Good thought Daniel.. yes I do but I've checked and the NAS MAC is
in the list.. not sure I'd be able to access it at all if it wasn't?
On 29/03/14 21:36, Daniel Robinson
wrote:
Just a thought... Do you use MAC filtering? Or CSM
On 29 Mar 2014 12:54, "Julian Hall" < linux@xxxxxxxxxxxx>
wrote:
On 29/03/14 10:23, Martijn Grooten wrote:
On Fri, Mar 28, 2014 at 11:22:12PM +0000, Julian Hall wrote:
What does /not/ work is the NAS being able to connect to
the
Internet to download or update any packages and I'm 90%
certain it's
a DNS problem as I had it previously when I had
accidentally put the
wrong DNS settings in.
Well, you can always check by trying to connect to an IP
address, such
as 173.194.34.160
(one of Google's IP addresses). If that works it's a
DNS issue, if it doesn't, could you run traceroute to that
same IP
address?
Not from the NAS unfortunately, at least not that I know of...

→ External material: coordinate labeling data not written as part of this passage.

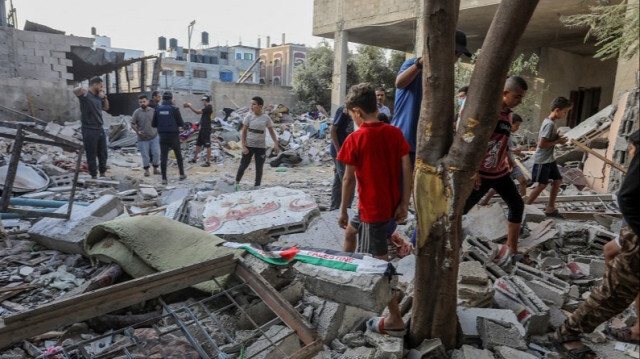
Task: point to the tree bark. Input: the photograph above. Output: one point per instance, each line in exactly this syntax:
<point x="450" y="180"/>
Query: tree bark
<point x="445" y="165"/>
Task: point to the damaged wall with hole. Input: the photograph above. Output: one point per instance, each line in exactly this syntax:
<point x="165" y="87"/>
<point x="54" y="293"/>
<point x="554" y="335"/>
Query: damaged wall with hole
<point x="34" y="65"/>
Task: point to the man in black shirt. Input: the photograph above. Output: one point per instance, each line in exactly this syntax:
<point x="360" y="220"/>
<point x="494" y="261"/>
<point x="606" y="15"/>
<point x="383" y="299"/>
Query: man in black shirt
<point x="204" y="134"/>
<point x="92" y="102"/>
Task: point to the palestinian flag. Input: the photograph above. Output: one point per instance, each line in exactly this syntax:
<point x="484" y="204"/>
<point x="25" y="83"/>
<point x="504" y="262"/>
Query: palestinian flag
<point x="350" y="262"/>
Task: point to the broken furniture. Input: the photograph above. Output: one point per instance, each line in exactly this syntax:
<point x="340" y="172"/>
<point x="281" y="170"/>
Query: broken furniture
<point x="31" y="130"/>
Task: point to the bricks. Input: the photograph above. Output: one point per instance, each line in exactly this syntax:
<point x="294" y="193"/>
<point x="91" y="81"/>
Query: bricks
<point x="546" y="286"/>
<point x="513" y="293"/>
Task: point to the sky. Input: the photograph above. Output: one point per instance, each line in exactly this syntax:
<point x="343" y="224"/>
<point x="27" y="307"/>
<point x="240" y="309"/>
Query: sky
<point x="137" y="25"/>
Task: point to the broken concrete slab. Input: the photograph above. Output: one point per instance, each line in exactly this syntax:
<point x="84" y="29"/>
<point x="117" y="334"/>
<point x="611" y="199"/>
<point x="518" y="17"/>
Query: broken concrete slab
<point x="504" y="352"/>
<point x="467" y="317"/>
<point x="429" y="349"/>
<point x="323" y="232"/>
<point x="359" y="353"/>
<point x="513" y="293"/>
<point x="68" y="235"/>
<point x="496" y="333"/>
<point x="256" y="216"/>
<point x="487" y="222"/>
<point x="366" y="291"/>
<point x="546" y="286"/>
<point x="469" y="352"/>
<point x="285" y="339"/>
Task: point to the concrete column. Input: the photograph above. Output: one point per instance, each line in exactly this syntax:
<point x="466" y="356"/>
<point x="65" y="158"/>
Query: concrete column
<point x="339" y="83"/>
<point x="418" y="47"/>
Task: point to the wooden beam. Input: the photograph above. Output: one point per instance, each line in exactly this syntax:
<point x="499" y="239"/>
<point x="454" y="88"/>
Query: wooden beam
<point x="604" y="159"/>
<point x="52" y="316"/>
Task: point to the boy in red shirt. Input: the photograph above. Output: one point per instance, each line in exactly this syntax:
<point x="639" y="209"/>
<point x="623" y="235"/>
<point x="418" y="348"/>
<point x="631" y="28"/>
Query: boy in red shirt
<point x="377" y="155"/>
<point x="494" y="170"/>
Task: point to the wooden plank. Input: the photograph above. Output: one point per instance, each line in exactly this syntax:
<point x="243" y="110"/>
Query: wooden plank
<point x="601" y="157"/>
<point x="105" y="300"/>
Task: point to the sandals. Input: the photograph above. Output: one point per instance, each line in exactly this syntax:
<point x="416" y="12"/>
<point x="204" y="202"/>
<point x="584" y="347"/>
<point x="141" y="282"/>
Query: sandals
<point x="376" y="324"/>
<point x="621" y="334"/>
<point x="555" y="214"/>
<point x="576" y="353"/>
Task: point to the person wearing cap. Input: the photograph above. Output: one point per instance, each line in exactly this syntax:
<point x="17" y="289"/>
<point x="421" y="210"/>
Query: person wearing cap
<point x="168" y="120"/>
<point x="148" y="140"/>
<point x="406" y="109"/>
<point x="204" y="133"/>
<point x="92" y="102"/>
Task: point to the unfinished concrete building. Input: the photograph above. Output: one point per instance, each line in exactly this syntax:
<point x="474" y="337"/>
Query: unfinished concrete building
<point x="566" y="68"/>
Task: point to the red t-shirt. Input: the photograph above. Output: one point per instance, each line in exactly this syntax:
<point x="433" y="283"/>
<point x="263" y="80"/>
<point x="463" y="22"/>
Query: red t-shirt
<point x="495" y="164"/>
<point x="376" y="150"/>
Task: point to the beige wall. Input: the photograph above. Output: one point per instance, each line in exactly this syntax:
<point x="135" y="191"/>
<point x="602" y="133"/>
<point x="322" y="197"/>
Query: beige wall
<point x="564" y="72"/>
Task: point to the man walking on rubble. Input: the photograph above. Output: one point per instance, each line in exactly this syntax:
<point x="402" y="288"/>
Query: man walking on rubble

The current network setup is:
Router:
Gateway: 192.168.0.1
DHCP range 192.168.0.2/20
0.2-0.6 are assigned to specific MAC addresses.
NAS:
Gateway: 192.168.0.1
Prim DNS: 194.168.4.100
Sec DNS: 194.168.8.100
That seems fine to me. If you think it might be an issue
with these
particular DNS servers, you can always use Google's DNS
servers to check
(8.8.4.4 and 8.8.8.8).
However, are they the correct
DNS settings for the NAS as it now has the router sat
between it and
the modem?
I don't see why that should make a difference, as long as
the NAS can
reach those servers it sould be fine.
Martijn.
Thanks for the advice Martijn. I tried Google's DNS servers
and fetching new packages still hangs without connecting, so
it seems the NAS sees the network (obviously or it wouldn't
work at all) but can't see the Internet.